Marius Borg Høiby (29) responde a diversas acusações graves, somando ao todo 38 acusações formais.
O caso envolve, entre outras coisas, violência, estupro e crimes relacionados a drogas, e nas últimas semanas tem dominado o tribunal distrital de Oslo e o noticiário nacional do país.
Marius Borg Høiby é filho da princesa herdeira Mette-Marit e enteado do príncipe herdeiro Haakon, sendo considerado parte da família real ampliada.
Uma acusação abrangente
Foi em agosto de 2024 que Høiby foi inicialmente detido e preso após um episódio de violência em Frogner, em Oslo.
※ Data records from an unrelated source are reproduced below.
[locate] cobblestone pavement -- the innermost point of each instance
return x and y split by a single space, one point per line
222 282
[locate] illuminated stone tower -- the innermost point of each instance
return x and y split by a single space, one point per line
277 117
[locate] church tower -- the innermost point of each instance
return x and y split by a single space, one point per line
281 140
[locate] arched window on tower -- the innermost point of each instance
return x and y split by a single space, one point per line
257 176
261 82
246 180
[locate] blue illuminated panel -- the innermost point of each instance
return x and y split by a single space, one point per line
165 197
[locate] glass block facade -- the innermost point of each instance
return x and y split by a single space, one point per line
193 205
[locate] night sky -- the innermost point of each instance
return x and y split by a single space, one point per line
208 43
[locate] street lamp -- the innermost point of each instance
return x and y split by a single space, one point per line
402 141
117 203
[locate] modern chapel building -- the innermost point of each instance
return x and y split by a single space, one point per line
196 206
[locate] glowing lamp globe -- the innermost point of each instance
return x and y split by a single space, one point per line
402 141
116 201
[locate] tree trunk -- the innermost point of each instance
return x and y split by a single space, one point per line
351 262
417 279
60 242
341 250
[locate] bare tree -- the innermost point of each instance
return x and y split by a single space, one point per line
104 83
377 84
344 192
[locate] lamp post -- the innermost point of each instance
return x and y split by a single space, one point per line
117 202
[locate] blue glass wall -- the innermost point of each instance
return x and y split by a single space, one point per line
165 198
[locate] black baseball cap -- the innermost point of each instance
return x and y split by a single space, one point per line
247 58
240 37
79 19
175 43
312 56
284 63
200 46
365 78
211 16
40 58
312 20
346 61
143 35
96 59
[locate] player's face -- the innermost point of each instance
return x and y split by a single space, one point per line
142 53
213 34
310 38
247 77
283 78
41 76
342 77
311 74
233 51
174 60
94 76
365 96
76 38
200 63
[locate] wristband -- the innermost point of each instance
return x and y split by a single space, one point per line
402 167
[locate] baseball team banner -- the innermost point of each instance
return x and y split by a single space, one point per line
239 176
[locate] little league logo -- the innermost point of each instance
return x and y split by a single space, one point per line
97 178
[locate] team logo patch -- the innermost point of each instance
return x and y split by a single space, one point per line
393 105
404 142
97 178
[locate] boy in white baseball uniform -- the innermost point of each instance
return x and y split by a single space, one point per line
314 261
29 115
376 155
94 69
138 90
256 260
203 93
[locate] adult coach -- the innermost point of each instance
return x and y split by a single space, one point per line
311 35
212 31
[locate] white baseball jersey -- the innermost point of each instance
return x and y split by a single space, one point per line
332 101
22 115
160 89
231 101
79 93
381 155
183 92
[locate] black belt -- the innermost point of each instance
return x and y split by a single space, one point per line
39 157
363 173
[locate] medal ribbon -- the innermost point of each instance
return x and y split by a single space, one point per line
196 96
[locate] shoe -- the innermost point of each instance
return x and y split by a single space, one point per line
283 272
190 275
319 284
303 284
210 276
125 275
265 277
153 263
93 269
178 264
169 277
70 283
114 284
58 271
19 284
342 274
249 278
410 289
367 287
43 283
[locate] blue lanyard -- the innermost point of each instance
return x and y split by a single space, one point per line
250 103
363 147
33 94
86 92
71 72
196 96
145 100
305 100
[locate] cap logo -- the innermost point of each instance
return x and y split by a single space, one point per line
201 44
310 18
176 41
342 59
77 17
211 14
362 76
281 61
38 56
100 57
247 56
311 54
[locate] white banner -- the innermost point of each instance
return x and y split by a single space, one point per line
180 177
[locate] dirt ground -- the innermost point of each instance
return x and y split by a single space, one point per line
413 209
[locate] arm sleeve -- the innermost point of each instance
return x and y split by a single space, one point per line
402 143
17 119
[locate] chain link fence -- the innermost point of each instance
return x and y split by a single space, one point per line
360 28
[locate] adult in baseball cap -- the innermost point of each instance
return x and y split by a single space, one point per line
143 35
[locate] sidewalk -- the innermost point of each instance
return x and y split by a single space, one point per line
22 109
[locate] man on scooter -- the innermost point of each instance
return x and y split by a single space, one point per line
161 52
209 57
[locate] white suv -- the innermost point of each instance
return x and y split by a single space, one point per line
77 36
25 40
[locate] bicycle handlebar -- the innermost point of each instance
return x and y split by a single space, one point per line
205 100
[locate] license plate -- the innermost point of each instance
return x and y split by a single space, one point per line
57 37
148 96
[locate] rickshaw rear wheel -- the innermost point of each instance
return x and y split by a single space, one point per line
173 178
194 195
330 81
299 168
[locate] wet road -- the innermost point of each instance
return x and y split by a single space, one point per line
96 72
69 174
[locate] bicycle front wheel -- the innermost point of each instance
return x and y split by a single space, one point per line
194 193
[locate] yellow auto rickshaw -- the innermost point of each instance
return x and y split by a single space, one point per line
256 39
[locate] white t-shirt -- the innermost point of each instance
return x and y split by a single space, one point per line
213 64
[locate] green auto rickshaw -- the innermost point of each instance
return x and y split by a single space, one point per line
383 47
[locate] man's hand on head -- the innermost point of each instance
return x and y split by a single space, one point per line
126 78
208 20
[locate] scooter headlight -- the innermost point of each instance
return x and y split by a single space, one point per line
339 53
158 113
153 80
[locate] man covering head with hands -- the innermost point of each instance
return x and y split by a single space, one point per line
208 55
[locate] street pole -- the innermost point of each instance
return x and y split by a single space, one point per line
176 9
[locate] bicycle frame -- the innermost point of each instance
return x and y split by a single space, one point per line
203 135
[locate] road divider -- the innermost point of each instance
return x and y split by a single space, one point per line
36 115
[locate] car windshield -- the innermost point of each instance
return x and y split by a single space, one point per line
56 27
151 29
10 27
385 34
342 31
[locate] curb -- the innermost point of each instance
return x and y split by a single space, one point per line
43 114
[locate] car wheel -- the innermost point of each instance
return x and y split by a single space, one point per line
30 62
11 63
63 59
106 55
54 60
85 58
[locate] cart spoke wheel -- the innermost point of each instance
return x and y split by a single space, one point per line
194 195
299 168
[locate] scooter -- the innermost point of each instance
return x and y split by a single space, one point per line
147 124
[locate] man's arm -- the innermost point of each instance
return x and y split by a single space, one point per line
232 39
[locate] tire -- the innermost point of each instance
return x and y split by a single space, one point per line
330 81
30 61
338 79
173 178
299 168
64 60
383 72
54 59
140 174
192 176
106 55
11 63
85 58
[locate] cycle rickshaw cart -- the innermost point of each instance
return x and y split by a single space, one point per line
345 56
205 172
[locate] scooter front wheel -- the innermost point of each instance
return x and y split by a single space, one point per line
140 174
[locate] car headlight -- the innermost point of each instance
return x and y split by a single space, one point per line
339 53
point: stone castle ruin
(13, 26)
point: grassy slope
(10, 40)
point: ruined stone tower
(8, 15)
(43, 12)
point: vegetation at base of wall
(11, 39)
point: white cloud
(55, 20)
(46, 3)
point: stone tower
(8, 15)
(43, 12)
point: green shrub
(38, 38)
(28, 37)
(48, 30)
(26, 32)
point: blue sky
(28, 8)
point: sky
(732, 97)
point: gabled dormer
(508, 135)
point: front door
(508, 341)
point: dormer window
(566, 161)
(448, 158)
O incidente marcou o início de uma investigação que posteriormente cresceu significativamente em escala. Segundo o promotor Sturla Henriksbø, responsável pela acusação em nome do Estado, Høiby teria violado a lei 38 vezes ao longo de um período de sete anos.
Os supostos crimes teriam ocorrido entre dezembro de 2018 e novembro do ano passado. O caso abrange uma ampla gama de acusações graves, incluindo vários episódios de violência, crimes sexuais e infrações relacionadas a drogas.
Høiby admite culpa em 18 acusações, além de admitir culpa parcial em cinco. Em relação a 15 acusações, ele nega qualquer responsabilidade criminal.
Ao todo, nove pessoas são listadas como vítimas no caso — seis mulheres e três homens. Uma das vítimas, Nora Haukland, se pronunciou publicamente. Ela é ex-namorada de Høiby. As demais vítimas optaram, até o momento, por não revelar suas identidades publicamente.
Alegação sobre filho gera repercussão
O caso recebeu enorme atenção da mídia, tanto pela gravidade das acusações quanto pela ligação de Høiby com a família real. Durante as audiências da semana passada, surgiram novas informações que aumentaram ainda mais o interesse público.
Segundo o jornal VG, uma testemunha no tribunal distrital de Oslo — amigo de uma das mulheres envolvidas — afirmou que Høiby teria dito que possui um filho. O depoimento foi prestado em audiência aberta na última sexta-feira. No tribunal, a testemunha foi questionada sobre o que a amiga havia relatado após um afterparty. Ele explicou que Høiby teria compartilhado informações pessoais. O amigo não esteve presente no encontro, mas encontrou a amiga no dia seguinte, quando ela teria contado o ocorrido.
Trata-se da mulher que acusa Høiby de estupro em um hotel no bairro Grønland, em Oslo, em novembro de 2024. Eles teriam se conhecido em um afterparty naquela mesma noite. Høiby nega a acusação.
Ele contou a ela sobre uma infância difícil, falou sobre o filho e mostrou fotos da criança, coisas que fizeram com que ela confiasse nele, explicou o amigo em tribunal, segundo o jornal.
Questionada diretamente sobre se Høiby tem um filho, a assessoria de imprensa do Palácio informou ao VG que a Casa Real não se pronuncia em nome dele. O jornal também afirma que fontes centrais do caso conhecem informações indicando que o filho da princesa herdeira teria um filho. No entanto, isso ainda não foi confirmado oficialmente.
Caso as informações sejam verdadeiras, isso significaria que a princesa herdeira Mette-Marit se tornou avó.
Com 38 acusações, nove vítimas e a ligação do acusado com a família real do país, o processo já é considerado um dos julgamentos mais extensos e comentados da Noruega em muitos anos.